A Lightweight convolutional neural network for nicotine prediction in tobacco by near-infrared spectroscopy

Abstract

The content of nicotine, a critical component of tobacco, significantly influences the quality of tobacco leaves. Near-infrared (NIR) spectroscopy is a widely used technique for rapid, non-destructive, and environmentally friendly analysis of nicotine levels in tobacco. In this paper, we propose a novel regression model, Lightweight one-dimensional convolutional neural network (1D-CNN), for predicting nicotine content in tobacco leaves using one-dimensional (1D) NIR spectral data and a deep learning approach with convolutional neural network (CNN). This study employed Savitzky–Golay (SG) smoothing to preprocess NIR spectra and randomly generate representative training and test datasets. Batch normalization was used in network regularization to reduce overfitting and improve the generalization performance of the Lightweight 1D-CNN model under a limited training dataset. The network structure of this CNN model consists of four convolutional layers to extract high-level features from the input data. The output of these layers is then fed into a fully connected layer, which uses a linear activation function to output the predicted numerical value of nicotine.

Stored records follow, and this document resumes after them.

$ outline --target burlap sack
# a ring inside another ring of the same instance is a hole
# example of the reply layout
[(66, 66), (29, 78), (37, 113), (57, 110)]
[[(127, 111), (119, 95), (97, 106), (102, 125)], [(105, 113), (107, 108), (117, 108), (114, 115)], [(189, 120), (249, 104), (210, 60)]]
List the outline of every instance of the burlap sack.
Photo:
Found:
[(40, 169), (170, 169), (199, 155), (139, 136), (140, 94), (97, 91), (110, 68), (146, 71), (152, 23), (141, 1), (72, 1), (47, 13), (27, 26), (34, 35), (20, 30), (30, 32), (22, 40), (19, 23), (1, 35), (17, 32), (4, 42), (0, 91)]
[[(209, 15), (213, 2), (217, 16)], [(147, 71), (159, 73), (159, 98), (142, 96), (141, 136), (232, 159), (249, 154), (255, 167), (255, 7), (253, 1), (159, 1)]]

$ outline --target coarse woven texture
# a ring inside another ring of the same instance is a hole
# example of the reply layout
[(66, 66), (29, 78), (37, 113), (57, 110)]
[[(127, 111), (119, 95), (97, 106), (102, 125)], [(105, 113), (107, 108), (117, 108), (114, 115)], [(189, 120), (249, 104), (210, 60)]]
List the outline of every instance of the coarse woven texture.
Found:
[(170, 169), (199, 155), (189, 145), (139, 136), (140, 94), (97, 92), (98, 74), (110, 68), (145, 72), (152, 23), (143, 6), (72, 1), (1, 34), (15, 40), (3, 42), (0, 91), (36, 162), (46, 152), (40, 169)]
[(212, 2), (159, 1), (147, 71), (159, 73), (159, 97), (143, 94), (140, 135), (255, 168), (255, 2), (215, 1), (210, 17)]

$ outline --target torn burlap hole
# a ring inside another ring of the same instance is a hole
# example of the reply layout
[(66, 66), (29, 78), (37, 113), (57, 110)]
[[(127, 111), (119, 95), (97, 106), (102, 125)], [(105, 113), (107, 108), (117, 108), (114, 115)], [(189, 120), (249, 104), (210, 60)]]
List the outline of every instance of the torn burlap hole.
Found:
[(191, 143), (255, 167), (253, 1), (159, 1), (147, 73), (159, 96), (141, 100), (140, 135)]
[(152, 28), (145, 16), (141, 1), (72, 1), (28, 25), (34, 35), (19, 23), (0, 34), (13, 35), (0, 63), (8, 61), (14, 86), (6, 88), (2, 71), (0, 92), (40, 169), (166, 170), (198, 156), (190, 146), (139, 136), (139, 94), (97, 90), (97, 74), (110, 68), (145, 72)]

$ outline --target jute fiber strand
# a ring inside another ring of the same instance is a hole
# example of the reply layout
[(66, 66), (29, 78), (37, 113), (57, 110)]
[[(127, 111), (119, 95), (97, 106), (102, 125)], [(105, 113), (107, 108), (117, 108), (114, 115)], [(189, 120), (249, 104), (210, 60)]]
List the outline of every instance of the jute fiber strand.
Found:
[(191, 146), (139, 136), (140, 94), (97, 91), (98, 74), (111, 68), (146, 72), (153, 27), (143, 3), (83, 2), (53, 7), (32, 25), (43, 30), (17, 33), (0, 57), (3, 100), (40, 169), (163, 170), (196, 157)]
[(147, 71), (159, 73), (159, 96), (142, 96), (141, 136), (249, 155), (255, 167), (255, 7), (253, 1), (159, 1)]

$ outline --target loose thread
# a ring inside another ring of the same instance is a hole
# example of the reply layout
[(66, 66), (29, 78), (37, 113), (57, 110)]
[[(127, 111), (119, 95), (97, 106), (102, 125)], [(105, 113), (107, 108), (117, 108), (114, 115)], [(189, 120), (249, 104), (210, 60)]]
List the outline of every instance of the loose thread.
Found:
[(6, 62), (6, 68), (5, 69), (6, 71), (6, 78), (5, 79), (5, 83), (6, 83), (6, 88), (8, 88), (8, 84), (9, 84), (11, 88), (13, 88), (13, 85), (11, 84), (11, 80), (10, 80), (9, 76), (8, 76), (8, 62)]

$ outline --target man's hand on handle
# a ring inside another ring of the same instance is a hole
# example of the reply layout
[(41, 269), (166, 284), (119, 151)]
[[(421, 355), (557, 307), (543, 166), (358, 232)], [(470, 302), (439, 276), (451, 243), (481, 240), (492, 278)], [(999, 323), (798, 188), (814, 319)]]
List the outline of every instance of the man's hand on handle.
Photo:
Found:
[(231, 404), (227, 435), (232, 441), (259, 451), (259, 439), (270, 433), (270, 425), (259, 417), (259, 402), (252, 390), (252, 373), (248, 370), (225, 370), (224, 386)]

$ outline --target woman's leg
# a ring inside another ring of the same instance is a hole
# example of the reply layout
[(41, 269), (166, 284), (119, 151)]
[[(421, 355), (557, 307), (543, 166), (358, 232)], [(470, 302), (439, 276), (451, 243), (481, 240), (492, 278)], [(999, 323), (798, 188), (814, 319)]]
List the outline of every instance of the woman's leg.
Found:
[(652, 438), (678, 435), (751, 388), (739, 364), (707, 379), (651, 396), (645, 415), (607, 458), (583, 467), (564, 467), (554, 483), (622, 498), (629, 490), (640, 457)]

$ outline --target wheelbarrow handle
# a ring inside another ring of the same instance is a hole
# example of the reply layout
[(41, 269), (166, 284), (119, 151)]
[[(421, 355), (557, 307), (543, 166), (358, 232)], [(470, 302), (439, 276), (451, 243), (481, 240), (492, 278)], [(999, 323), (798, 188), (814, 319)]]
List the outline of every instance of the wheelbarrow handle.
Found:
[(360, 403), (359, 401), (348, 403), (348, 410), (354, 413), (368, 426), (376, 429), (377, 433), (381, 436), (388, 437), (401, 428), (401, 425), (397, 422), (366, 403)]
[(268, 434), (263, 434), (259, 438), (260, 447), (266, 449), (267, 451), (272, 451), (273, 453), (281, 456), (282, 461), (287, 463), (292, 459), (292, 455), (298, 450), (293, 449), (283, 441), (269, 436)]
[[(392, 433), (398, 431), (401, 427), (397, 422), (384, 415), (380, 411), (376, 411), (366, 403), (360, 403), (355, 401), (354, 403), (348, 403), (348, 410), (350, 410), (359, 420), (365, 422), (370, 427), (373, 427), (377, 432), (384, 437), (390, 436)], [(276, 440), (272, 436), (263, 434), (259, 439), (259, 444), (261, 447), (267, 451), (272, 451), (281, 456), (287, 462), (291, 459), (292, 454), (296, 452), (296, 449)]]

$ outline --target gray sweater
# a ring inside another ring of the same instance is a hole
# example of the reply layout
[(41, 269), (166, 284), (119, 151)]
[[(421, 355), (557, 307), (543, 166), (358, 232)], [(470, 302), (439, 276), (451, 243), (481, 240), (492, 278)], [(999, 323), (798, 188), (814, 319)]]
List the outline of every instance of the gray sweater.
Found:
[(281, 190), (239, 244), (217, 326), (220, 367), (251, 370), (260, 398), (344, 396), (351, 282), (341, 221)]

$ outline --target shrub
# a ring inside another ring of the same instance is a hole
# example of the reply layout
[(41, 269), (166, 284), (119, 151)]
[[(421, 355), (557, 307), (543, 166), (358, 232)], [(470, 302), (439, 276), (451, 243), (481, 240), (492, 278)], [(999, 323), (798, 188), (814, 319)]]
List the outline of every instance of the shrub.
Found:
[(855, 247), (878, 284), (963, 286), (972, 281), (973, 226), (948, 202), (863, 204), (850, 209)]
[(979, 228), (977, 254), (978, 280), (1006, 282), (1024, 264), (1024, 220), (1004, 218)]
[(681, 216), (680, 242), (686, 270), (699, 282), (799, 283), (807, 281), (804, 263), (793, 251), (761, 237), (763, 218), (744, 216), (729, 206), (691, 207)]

After the comparison of the performance of multiple regression models, including support vector regression (SVR), partial least squares regression (PLSR), 1D-CNN, and Lightweight 1D-CNN, under the preprocessing method of SG smoothing, we found that the Lightweight 1D-CNN regression model with batch normalization achieved root mean square error (RMSE) of 0.14, coefficient of determination (R2) of 0.95, and residual prediction deviation (RPD) of 5.09. These results demonstrate that the Lightweight 1D-CNN model is objective and robust and outperforms existing methods in terms of accuracy, which has the potential to significantly improve quality control processes in the tobacco industry by accurately and rapidly analyzing the nicotine content.